Evidemment, Bollnow a été inspiré par la structure de la langue allemande. Contrairement aux traditions plus rationnalistes des langues romanes, en particulier du français, la langue allemande n'a pas perdu beaucoup de ses racines primitives. Ainsi, cette langue a conservé beaucoup de termes relatifs aux conditions d'origine de l'espace, des mots impliquant des significations très différentes de leurs équivalents romans (p. ex. 'Platz', place, en opposition à

Page 5: Otto Friedrich Bollnow

'Ort', 'Stelle', 'Heim' etc.). En conséquence, d'importantes parties des traités de Bollnow sont basées sur l'histoire des mots, du langage et de la pensée tels qu'ils sont exprimés dans la littérature. En ce sens, Bollnow montre clairement que l'étymologie pourrait devenir une source importante de la recherche sur les concepts d'espace humain et sur l'architecture. <3>

Par ailleurs, Bollnow traite de manière étendue les discussions philosophiques de son temps, pour autant qu'elles soient en relation avec son sujet. Dans un contexte plus large, il utilise aussi l'histoire culturelle, principalement européenne, et l'ethnologie.

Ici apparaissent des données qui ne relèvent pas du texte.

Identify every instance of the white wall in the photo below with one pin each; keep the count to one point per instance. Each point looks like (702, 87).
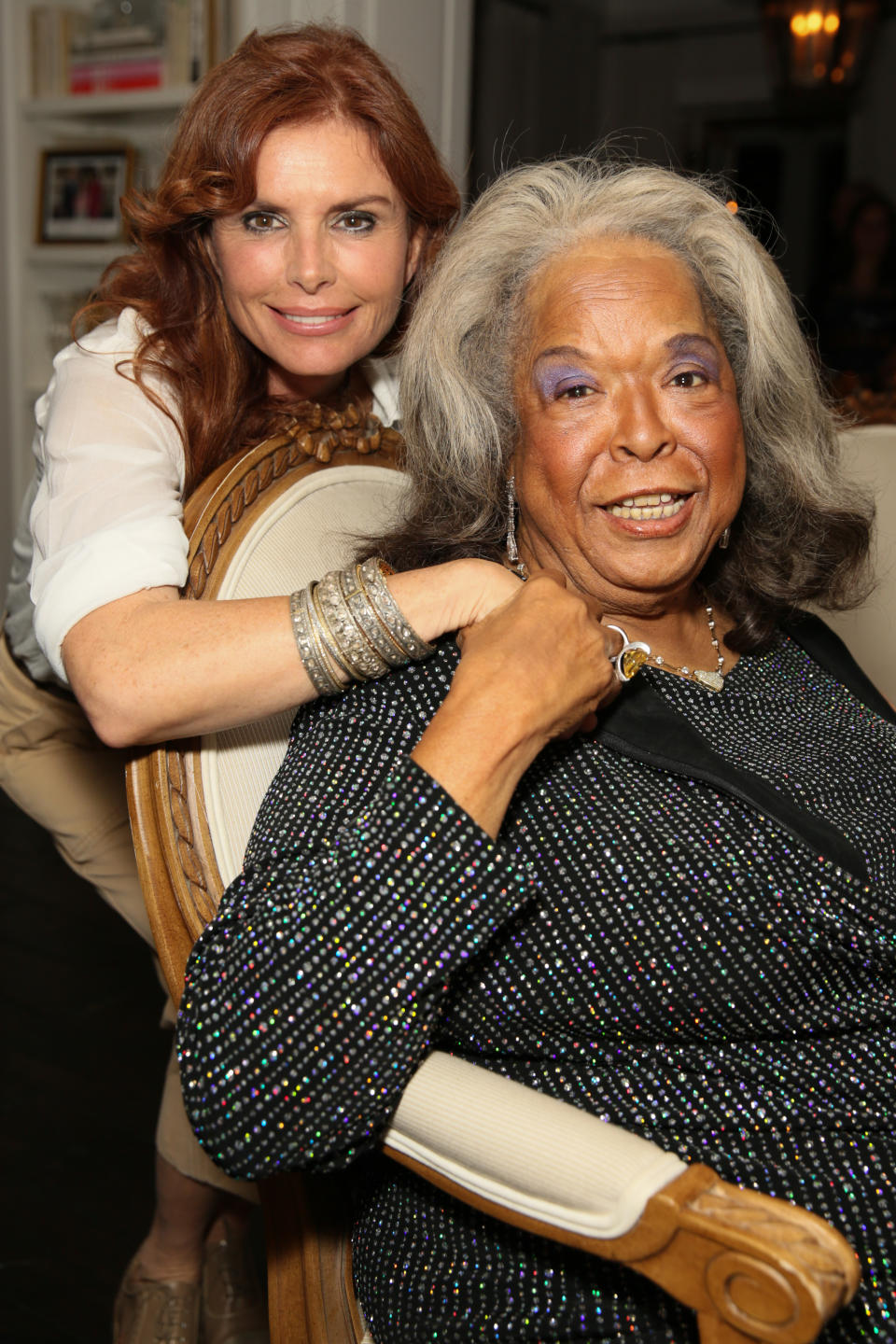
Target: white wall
(427, 43)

L'histoire structurale de la religion de Mircea Eliade joue un rôle considérable, mais Bollnow reste sceptique quant à son interprétation métaphysique, qui se différencie nettement de l'approche humaniste qui lui est propre.

Le livre est divisé en cinq chapitres principaux qui ont pour titre 'l'articulation élémentaire de l'espace', 'le vaste monde', 'la maison et le sentiment de sécurité', 'aspects de l'espace' et 'la spatialité de la vie humaine'. En essayant de préserver la structure de base du livre de Bollnow, nous voulons donner une brève vue d'ensemble des points les plus importants de sa pensée, pour autant qu'il soit possible de le faire dans un livre de plus de 300 pages.

L'ARTICULATION ELEMENTAIRE DE L'ESPACE

Dans le premier chapitre, Bollnow utilise différentes sources pour montrer que, à ses origines, l'espace n'était pas un concept illimité mais, au contraire, plus ou moins clairement limité, défini par rapport à l'environnement et étroitement lié à l'histoire de l'habitat.

Histoire

L'espace n'est pas homogène, mais articulé. Cette idée est déjà suggérée par les discussions étonnantes d'Aristote dans le quatrième livre de sa physique, le premier traité sur les problèmes spatiaux dans la tradition de la pensée occidentale. En relation avec les quatre éléments (le feu, l'air, l'eau et la terre), il enseigne l'articulation naturelle de l'espace, chacun de ces éléments montrant une affiliation à une certaine direction, par exemple vers le haut dans le cas du feu et des matières légères, et vers le bas en direction du sol pour des matières pesantes. Bollnow souligne le fait que ce concept diffère essentiellement de notre conception moderne de l'espace. Il y a un autre aspect troublant dans la notion aristotélicienne de l'espace. Ce que nous considérons comme lieu (topos, 'Ort' en allemand) apparaît d'une certaine manière comme projeté hiérarchiquement d'une dimension locale à une dimension cosmique et s'agrandissant dans l'espace par des successions progressives, ce que Bollnow compare à la capacité d'un container. En conclusion, la notion d'espace chez Aristote n'est jamais celle d'un espace mathématique sans fin, mais bien d'un espace limité dans son extension maximale vers le vide, puisque "délimité par la voûte céleste" (:30).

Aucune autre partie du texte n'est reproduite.